Grouse walk more than they fly. Although a grouse flush is thunderous and powerful, they cannot fly long distances. Top flight speed is 20 to 35 mph. After this rapid take-off, it then locks its wings and glides to safer territory, usually traveling less than 100 yards. During mating season—March and April— male grouse attract females by drumming. With tail fanned, the male stands on a large, prominent log or rock and beats the air sharply with his wings. The rush of air created by his wingbeats sounds much like drumming. The drumming starts slowly and increases in speed, until the individual thudding beats merge into a fast, steady whir. Males also fight and display for females; displaying males fan their tails, erect their ruffs to encircle their heads, then hiss and drag their wingtips along the ground

A mated hen picks a secluded nesting site, usually at the base of a tree or under a fallen log, and lays 6 to 16 white or buff eggs in a leaf-lined depression in the ground. The hen may re-nest if nest destruction occurs. The incubation period is approximately 24 days. The male does not help the female incubate eggs or brood young.

Chicks are precocial and the hen will usually lead them away from the nest within 24 hours of hatching. Chicks develop rapidly. Within their first week, chicks are capable of low buzzy flight. At three weeks, they can fly well. By autumn they look and act like adults. In early fall, birds of the year may exhibit a strange period of restlessness known as the “fall shuffle” or “crazy flight.” During this time, young grouse take off in undirected flight and may be killed when they crash into trees, fences, windows and walls. The fall shuffle may serve to scatter broods, and mix the genetics in a population. Juvenile mortality is high. Studies indicate more than three quarters of all chicks die within 35 days of hatching – the majority die from predation or exposure within the first week. Among adults, annual survival is roughly 50 percent, and relatively few live to be two years of age.


Many factors affect the size of the ruffed grouse population, including winter food supply and spring weather conditions. A cold, wet spring following a winter with limited hard mast supplies can result in lower numbers of successful hatches.

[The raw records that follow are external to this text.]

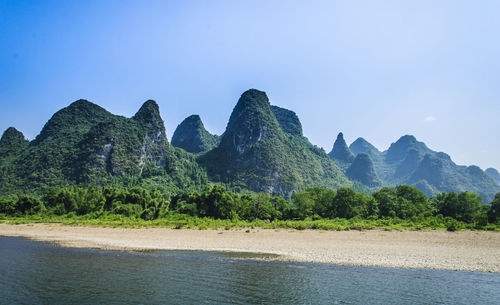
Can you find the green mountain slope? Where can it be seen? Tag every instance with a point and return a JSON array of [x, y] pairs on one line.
[[493, 173], [340, 153], [362, 170], [192, 136], [83, 143], [256, 153], [408, 161]]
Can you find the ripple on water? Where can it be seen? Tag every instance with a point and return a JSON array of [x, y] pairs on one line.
[[42, 273]]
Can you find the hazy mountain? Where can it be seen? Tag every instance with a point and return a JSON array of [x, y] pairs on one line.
[[262, 149], [83, 143], [362, 170], [493, 173], [408, 161], [192, 136]]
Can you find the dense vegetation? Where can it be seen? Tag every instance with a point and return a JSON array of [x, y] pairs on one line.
[[316, 207], [92, 166], [408, 161], [192, 136]]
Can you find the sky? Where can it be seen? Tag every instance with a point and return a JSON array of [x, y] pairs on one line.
[[372, 69]]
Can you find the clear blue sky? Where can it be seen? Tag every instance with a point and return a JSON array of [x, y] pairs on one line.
[[376, 69]]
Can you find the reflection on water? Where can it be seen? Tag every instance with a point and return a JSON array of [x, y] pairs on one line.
[[41, 273]]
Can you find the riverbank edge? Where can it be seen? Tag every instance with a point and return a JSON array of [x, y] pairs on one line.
[[434, 249]]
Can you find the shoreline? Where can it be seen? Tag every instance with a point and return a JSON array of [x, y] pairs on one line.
[[464, 250]]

Female grouse body condition in the spring may suffer during years with limited hard mast, and chick survival is low during periods of cold, drenching rains. Grouse can contract a variety of diseases and parasites which may kill or weaken them. Recent Game Commission research has shown that our grouse populations are heavily-impacted by West Nile virus mortality.

Grouse are vulnerable to both avian and mammalian predators, with mammals taking primarily chicks and avian predators taking primarily adults. Providing high-quality habitat is one way that managers strive to limit the effects of grouse mortality factors. Grouse in healthy young forests have many ways to hide from and escape predators, and putting this habitat in areas of low West Nile virus risk can help limit disease losses.

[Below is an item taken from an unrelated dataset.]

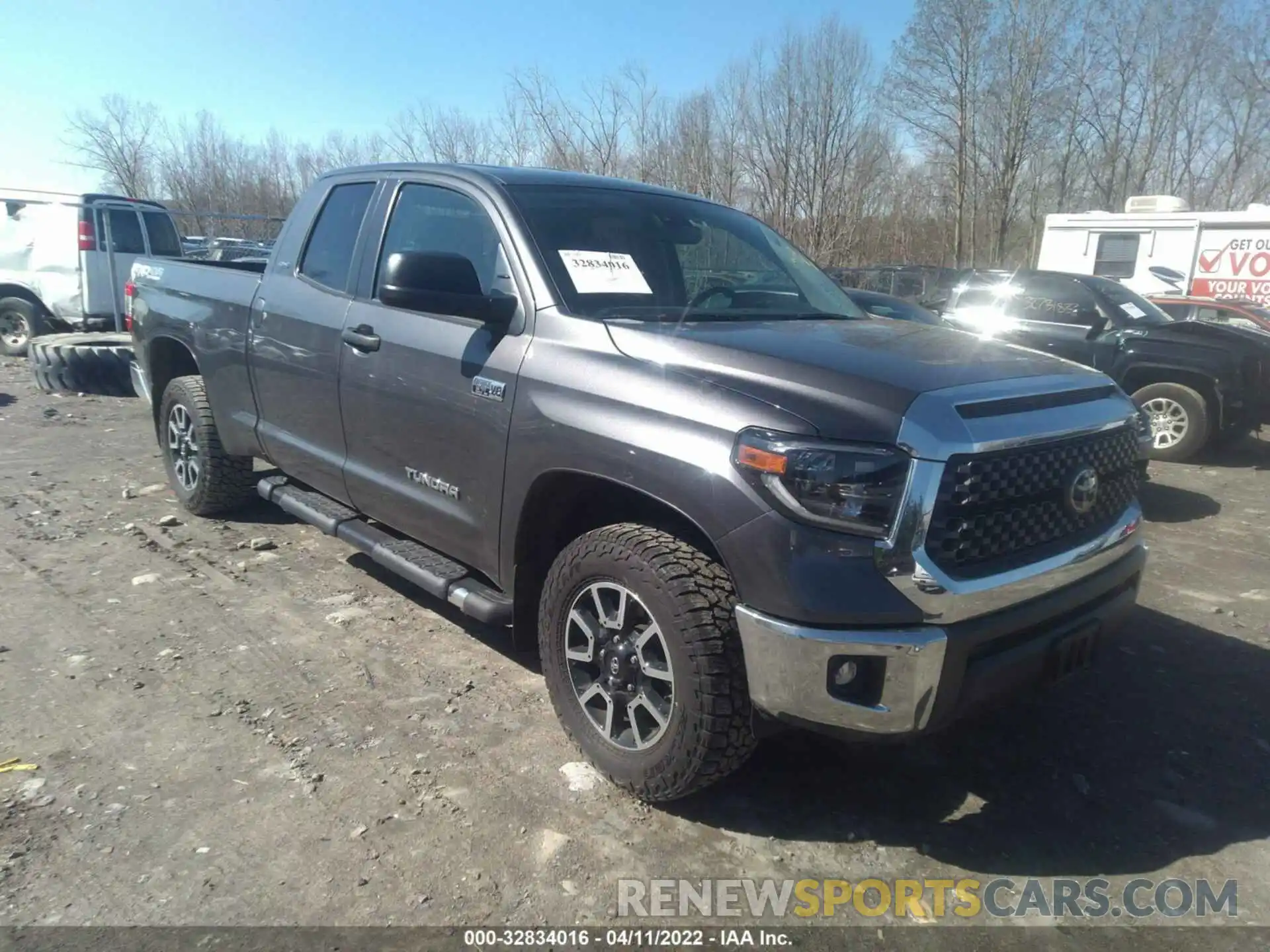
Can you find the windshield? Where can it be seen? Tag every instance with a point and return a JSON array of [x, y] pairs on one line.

Beyond habitat creation, the Game Commission also works to ensure that seasons and bag limits are managed appropriately so that overharvest does not occur.


Habitat is the most important factor affecting the size of Pennsylvania’s grouse population. Healthy young forests provide multiple benefits to ruffed grouse. Forests less than 20 years old offer abundant food in all seasons, protection from predators, and safe spaces during severe weather. Recent data indicates that grouse populations recover more quickly from West Nile virus losses in areas of high-quality and highly-abundant habitat. These healthy young forests support many other declining game and non-game species and managing young forests furthers the Game Commission’s goal of managing healthy and resilient forests for future Pennsylvanians.